TTV-peptide variants imprint the human immune system: (A) number of TTV-DNA positive samples in healthy blood donors. Seven follow-up plasma samples from N=240 healthy TTV-DNA-positive healthy blood donors (BD005–BD249) were collected in 6-month (± 3.5 week) intervals. Fractions represent the relative frequency of TTV-DNA-positive samples. (B) Number of functional TTV peptides. TTV sequences of N=240 healthy TTV-DNA-positive healthy blood donors (BD005–BD249) were analyzed by next-generation sequencing and blasted against known TTV peptide variants ( Supplementary Table S2 ).
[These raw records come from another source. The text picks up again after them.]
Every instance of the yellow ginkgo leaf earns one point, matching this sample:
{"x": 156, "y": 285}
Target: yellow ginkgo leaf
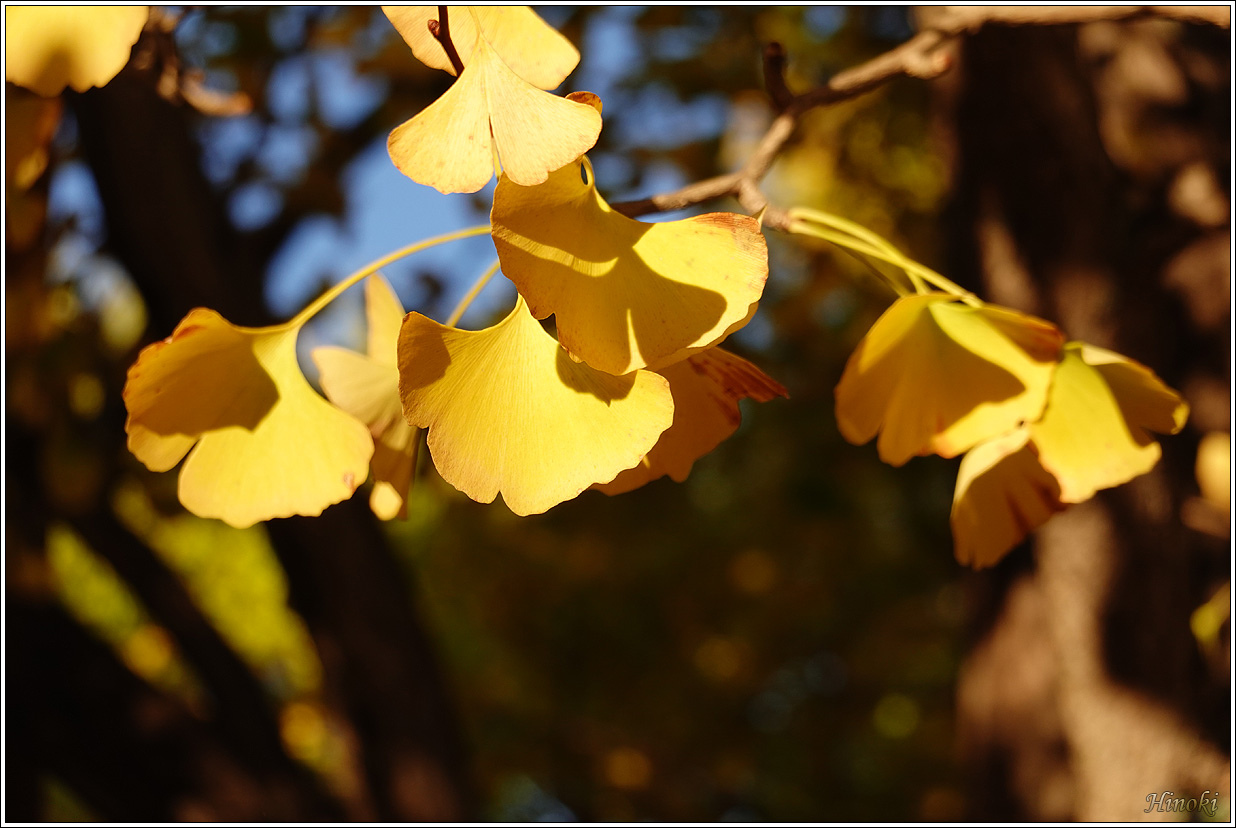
{"x": 1094, "y": 433}
{"x": 267, "y": 445}
{"x": 51, "y": 47}
{"x": 533, "y": 48}
{"x": 1003, "y": 494}
{"x": 508, "y": 410}
{"x": 937, "y": 376}
{"x": 492, "y": 115}
{"x": 1214, "y": 470}
{"x": 626, "y": 294}
{"x": 706, "y": 388}
{"x": 367, "y": 387}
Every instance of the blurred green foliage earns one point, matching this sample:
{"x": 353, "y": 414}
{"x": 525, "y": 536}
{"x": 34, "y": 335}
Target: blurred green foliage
{"x": 775, "y": 639}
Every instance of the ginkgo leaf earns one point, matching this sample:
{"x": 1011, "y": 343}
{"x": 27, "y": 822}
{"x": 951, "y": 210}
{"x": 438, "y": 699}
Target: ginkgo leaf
{"x": 367, "y": 387}
{"x": 267, "y": 445}
{"x": 533, "y": 48}
{"x": 51, "y": 47}
{"x": 626, "y": 294}
{"x": 936, "y": 376}
{"x": 1003, "y": 494}
{"x": 1094, "y": 433}
{"x": 491, "y": 114}
{"x": 508, "y": 410}
{"x": 706, "y": 388}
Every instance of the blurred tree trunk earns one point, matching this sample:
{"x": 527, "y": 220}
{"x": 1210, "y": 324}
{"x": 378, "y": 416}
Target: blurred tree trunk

Fractions represent the relative frequency of the number of functional TTV-derived peptides ( Figure 3 ). (C–L) The number of functional TTV-derived peptides in N=240 healthy blood donors was compared to (C, D) the frequency of TTV-DNA positive samples, (E, F) TTV-pool (LEYHGGLYS, IEGLPLWAA, KHTYRPYLF, CDLPLLTIF, and TLFHQKEVL)-specific NKG2A⁺CD8⁺ T cells, (G, H) total NKG2A⁺CD8⁺ T cells, (I, J) total NKG2A⁺CD4⁺ T cells, (K, L) total NKG2A⁺CD56⁺ NK cells. Associations were assessed by (C, E, G, I, K) linear regression. (D, F, H, J, L) Box plots: each dot represents one individual blood donor. Box plots represent the mean (± SD) of 240 independent biological replicates. Groups were compared using the Mann–Whitney test. TTV, Torque teno virus.